Lo dichiara la deputata Elly Schlein, del Gruppo Pd-Italia Democratica e progressista
“Ieri la Presidente Meloni, nel suo discorso di insediamento, ha dato una dimensione di quanto il tema della sicurezza sul lavoro sia per loro marginale e secondario, tanto da non meritare più di qualche minuto su 70 di propaganda, rilanci e buone intenzioni, senza lo straccio di una proposta concreta”. Lo afferma la deputata del PD Chiara Gribaudo, che ha depositato alla Camera una proposta di delibera per l’istituzione di una commissione d'inchiesta sugli infortuni sul lavoro. I dati INAIL di quest'anno registrano un aumento del 43% degli infortuni sul lavoro nei primi sei mesi del 2022 rispetto all'anno precedente, con una media di 3 morti al giorno. Con l'allentamento delle misure restrittive del Covid e la ripresa dell'economia il tema della sicurezza sui luoghi di lavoro torna centrale nel dibattito pubblico.
“Se tutti concordiamo sull'importanza di porre fine alla tragedia degli incidenti sul lavoro, allora chiedo uno sforzo a tutte le forze politiche su questo tema affinché si approvi in tempi rapidissimi l’istituzione di una Commissione d’inchiesta, uno strumento che possa monitorare e studiare in maniera approfondita le cause dell’aumento degli infortuni sul lavoro in Italia”, aggiunge la deputata dem.

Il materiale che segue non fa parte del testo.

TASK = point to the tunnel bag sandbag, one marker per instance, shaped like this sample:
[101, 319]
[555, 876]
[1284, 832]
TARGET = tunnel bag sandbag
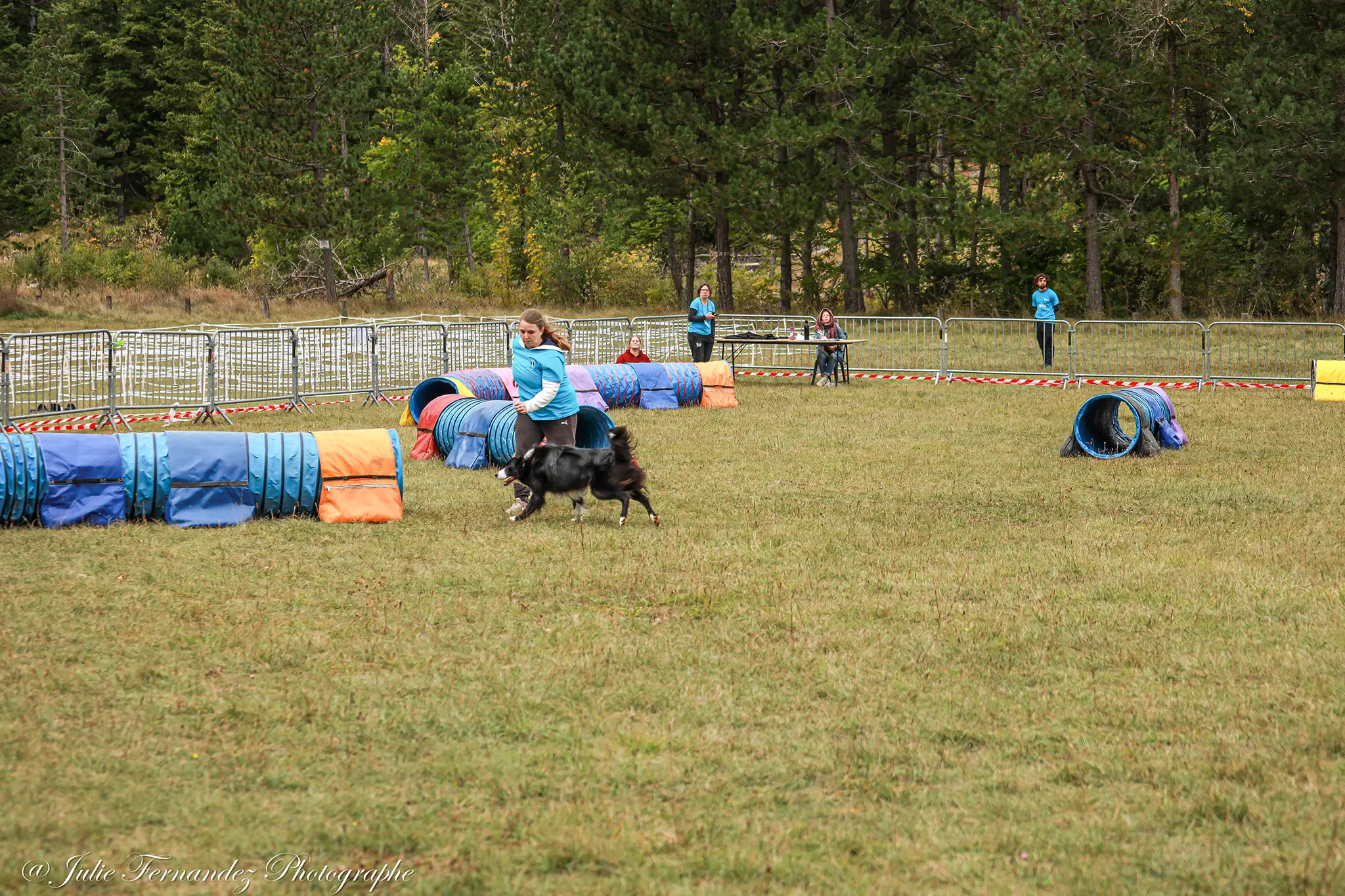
[471, 442]
[359, 477]
[283, 473]
[657, 393]
[717, 385]
[424, 448]
[209, 480]
[85, 480]
[428, 390]
[585, 390]
[144, 471]
[1328, 381]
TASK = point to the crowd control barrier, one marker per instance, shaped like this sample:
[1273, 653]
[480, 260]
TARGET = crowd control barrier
[87, 379]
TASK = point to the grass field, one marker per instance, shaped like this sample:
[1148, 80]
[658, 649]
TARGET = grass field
[885, 641]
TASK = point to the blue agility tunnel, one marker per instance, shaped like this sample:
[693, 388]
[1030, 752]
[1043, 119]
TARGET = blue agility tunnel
[445, 427]
[657, 393]
[283, 473]
[1101, 433]
[209, 480]
[144, 471]
[471, 450]
[428, 390]
[686, 382]
[85, 480]
[617, 383]
[590, 431]
[22, 479]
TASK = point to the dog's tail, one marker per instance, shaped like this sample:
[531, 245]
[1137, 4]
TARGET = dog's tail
[622, 444]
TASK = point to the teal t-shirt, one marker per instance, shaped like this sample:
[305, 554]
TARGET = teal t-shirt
[1046, 301]
[701, 308]
[533, 366]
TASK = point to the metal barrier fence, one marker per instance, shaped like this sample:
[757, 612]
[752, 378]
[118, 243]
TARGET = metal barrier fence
[1130, 350]
[93, 373]
[158, 370]
[1246, 351]
[1007, 347]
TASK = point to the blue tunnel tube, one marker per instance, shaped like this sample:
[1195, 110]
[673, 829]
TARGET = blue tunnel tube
[445, 427]
[24, 477]
[428, 390]
[617, 383]
[471, 449]
[84, 480]
[144, 469]
[590, 431]
[686, 382]
[283, 473]
[1098, 429]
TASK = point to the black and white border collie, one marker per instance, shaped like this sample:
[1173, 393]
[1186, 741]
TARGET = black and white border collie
[611, 473]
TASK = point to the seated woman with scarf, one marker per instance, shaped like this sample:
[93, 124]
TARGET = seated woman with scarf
[827, 355]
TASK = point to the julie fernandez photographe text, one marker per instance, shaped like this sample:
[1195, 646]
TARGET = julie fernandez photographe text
[151, 868]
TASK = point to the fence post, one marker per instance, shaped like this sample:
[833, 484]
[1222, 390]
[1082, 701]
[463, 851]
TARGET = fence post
[943, 352]
[296, 400]
[1204, 358]
[374, 394]
[112, 416]
[1070, 371]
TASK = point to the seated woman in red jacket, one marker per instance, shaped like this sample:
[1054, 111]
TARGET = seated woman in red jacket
[634, 354]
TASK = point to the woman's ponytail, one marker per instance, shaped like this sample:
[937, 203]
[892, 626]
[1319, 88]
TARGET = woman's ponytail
[539, 319]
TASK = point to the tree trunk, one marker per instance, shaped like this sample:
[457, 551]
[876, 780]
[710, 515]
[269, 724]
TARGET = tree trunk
[1005, 186]
[853, 299]
[64, 171]
[1338, 286]
[467, 240]
[690, 254]
[810, 284]
[1174, 299]
[1093, 242]
[914, 219]
[975, 219]
[722, 259]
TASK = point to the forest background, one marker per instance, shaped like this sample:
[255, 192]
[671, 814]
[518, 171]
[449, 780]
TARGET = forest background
[1157, 158]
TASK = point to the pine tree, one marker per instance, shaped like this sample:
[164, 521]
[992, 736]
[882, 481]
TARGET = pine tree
[60, 136]
[295, 100]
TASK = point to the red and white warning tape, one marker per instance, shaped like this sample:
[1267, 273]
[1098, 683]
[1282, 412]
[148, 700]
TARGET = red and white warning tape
[68, 423]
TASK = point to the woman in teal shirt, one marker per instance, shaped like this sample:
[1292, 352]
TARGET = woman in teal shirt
[1044, 301]
[699, 328]
[546, 402]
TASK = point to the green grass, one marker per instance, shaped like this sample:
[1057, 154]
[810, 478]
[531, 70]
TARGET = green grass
[885, 641]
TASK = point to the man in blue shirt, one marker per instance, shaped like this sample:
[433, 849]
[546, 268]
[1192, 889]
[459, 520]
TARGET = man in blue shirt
[1044, 301]
[699, 330]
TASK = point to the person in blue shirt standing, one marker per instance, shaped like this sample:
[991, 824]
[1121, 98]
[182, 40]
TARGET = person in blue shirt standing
[699, 330]
[546, 402]
[1044, 301]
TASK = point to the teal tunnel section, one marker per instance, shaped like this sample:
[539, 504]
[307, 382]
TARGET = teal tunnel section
[1098, 427]
[24, 477]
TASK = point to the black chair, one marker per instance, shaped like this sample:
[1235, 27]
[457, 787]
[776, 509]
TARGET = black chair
[841, 373]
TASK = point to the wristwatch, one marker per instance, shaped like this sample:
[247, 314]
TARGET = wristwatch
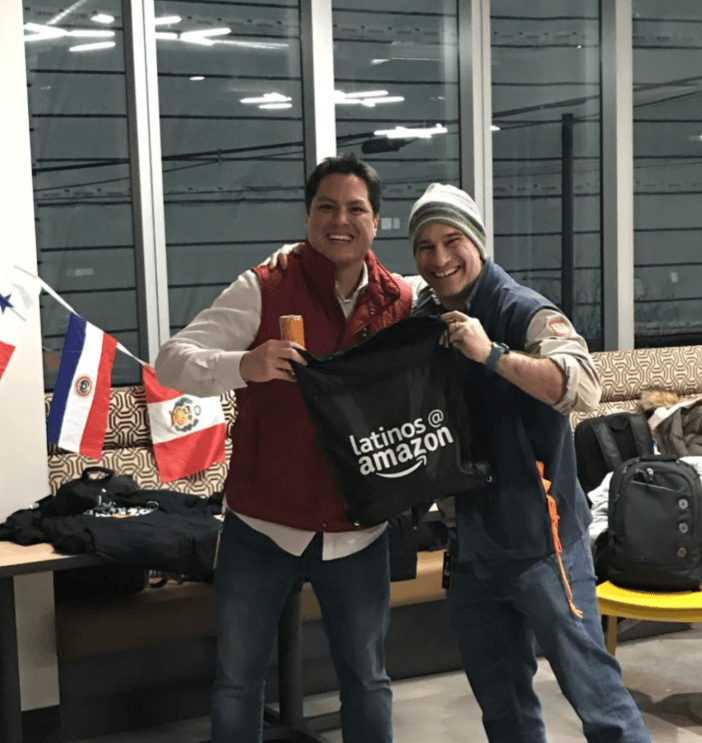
[496, 353]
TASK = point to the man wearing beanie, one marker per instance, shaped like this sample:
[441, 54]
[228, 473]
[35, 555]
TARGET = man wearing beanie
[521, 566]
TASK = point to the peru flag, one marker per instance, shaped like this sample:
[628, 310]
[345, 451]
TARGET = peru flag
[78, 415]
[188, 432]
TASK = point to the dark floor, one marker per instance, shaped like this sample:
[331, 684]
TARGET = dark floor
[663, 672]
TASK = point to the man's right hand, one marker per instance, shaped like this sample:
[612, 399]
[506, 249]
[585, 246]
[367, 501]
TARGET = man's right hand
[280, 257]
[271, 360]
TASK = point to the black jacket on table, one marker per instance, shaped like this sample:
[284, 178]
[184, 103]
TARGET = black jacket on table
[161, 530]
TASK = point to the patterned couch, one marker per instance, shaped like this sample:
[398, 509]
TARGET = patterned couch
[626, 374]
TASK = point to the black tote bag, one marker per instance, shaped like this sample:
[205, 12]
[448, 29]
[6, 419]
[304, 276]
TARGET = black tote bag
[392, 421]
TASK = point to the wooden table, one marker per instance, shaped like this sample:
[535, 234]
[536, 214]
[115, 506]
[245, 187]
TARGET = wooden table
[289, 724]
[18, 560]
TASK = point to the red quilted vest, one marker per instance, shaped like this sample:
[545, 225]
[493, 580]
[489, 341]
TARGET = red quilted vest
[277, 471]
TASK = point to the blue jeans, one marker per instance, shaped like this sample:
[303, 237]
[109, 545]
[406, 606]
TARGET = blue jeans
[498, 609]
[252, 582]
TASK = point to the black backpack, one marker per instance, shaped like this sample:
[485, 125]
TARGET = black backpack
[654, 535]
[603, 443]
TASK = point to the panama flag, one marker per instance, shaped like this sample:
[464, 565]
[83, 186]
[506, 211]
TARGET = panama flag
[78, 415]
[188, 432]
[17, 295]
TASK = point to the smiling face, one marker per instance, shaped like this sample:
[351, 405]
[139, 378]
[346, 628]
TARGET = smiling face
[340, 223]
[449, 262]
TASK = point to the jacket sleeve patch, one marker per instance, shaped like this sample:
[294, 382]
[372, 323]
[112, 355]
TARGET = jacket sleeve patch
[560, 327]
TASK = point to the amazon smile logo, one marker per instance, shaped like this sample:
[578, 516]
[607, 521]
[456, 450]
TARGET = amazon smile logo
[406, 447]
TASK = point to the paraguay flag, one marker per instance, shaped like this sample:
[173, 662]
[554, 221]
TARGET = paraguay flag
[78, 414]
[188, 432]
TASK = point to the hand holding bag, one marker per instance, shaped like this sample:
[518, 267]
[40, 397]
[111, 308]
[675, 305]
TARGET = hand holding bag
[392, 421]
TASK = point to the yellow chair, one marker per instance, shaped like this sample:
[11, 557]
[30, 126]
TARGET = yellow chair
[683, 606]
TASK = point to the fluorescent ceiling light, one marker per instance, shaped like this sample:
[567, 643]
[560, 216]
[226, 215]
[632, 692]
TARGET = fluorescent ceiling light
[167, 19]
[255, 44]
[91, 47]
[365, 98]
[53, 32]
[202, 36]
[401, 132]
[371, 102]
[365, 94]
[87, 33]
[267, 98]
[40, 32]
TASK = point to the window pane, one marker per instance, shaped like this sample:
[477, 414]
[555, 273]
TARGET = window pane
[231, 129]
[546, 86]
[668, 171]
[396, 66]
[80, 154]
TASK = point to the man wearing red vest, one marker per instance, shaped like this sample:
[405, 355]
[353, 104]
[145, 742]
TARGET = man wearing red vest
[285, 519]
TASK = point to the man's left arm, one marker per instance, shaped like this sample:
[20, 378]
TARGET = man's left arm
[551, 337]
[555, 367]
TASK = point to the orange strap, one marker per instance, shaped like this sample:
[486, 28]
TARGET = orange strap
[554, 518]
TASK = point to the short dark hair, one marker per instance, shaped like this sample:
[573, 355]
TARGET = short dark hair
[348, 164]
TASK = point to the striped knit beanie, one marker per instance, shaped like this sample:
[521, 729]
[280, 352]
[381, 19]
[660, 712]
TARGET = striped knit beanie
[446, 204]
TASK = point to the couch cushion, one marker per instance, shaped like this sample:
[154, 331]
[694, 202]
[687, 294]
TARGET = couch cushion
[624, 374]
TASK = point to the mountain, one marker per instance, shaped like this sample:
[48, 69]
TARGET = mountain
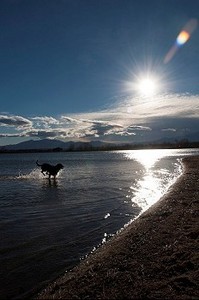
[47, 144]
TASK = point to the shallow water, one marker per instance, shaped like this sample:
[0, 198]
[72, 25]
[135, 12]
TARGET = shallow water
[47, 226]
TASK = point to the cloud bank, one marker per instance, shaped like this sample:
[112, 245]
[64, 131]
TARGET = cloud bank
[129, 120]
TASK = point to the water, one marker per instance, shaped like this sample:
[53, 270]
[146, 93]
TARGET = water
[48, 226]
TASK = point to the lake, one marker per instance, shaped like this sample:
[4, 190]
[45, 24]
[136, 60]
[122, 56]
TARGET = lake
[48, 226]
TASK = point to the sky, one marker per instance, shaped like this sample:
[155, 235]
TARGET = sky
[109, 70]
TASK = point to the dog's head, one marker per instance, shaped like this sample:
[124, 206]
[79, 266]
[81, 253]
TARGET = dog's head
[60, 166]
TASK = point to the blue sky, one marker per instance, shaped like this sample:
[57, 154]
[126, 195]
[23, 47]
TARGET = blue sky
[69, 70]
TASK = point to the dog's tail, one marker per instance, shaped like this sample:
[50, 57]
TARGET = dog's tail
[38, 164]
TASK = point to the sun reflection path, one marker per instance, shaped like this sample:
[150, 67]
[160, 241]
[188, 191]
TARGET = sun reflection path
[155, 181]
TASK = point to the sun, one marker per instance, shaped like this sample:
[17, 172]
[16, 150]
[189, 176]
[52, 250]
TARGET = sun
[147, 86]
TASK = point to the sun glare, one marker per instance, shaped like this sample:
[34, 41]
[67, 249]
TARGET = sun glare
[147, 86]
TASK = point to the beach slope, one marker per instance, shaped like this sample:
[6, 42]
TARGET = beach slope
[156, 257]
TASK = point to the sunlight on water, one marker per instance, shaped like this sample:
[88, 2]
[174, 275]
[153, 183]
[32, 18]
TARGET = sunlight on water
[155, 182]
[147, 158]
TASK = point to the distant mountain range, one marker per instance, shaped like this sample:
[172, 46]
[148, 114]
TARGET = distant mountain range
[57, 145]
[49, 144]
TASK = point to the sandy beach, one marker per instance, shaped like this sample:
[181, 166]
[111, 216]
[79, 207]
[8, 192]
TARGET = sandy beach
[156, 257]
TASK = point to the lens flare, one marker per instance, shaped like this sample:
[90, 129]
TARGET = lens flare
[181, 39]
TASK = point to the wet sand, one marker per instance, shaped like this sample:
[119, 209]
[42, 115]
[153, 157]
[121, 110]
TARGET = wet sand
[156, 257]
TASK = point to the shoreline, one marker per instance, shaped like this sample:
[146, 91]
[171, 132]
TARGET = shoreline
[155, 257]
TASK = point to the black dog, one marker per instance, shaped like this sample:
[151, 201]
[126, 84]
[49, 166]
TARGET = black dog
[49, 169]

Tra gli obiettivi dichiarati della proposta, oltre a quello di audire i soggetti coinvolti, c’è l’intenzione di avviare un lavoro specifico, territoriale, che individui misure e buone pratiche, e che verifichi con sopralluoghi sul campo ciò che avviene quotidianamente sui nostri luoghi di lavoro.
“Non una commissione per fare convegni, ma indagini e proposte concrete, grazie ai poteri specifici equiparati a quelli delle autorità giudiziarie che sono propri delle commissioni d’inchiesta. Così si difende il parlamentarismo, non a parole: riportando le istituzioni nei luoghi dei conflitti e dello sfruttamento” conclude Gribaudo.
Alla richiesta di istituzione della commissione di inchiesta sugli infortuni sul lavoro hanno già aderito tutto il gruppo del Partito Democratico e di Alleanza Verdi-Sinistra, con la sottoscrizione, tra gli altri, del Segretario Enrico Letta, della capogruppo Debora Serracchiani, dell’ex ministro del lavoro Andrea Orlando, di Nicola Fratoianni e Aboubakar Soumahoro per Sinistra Italiana.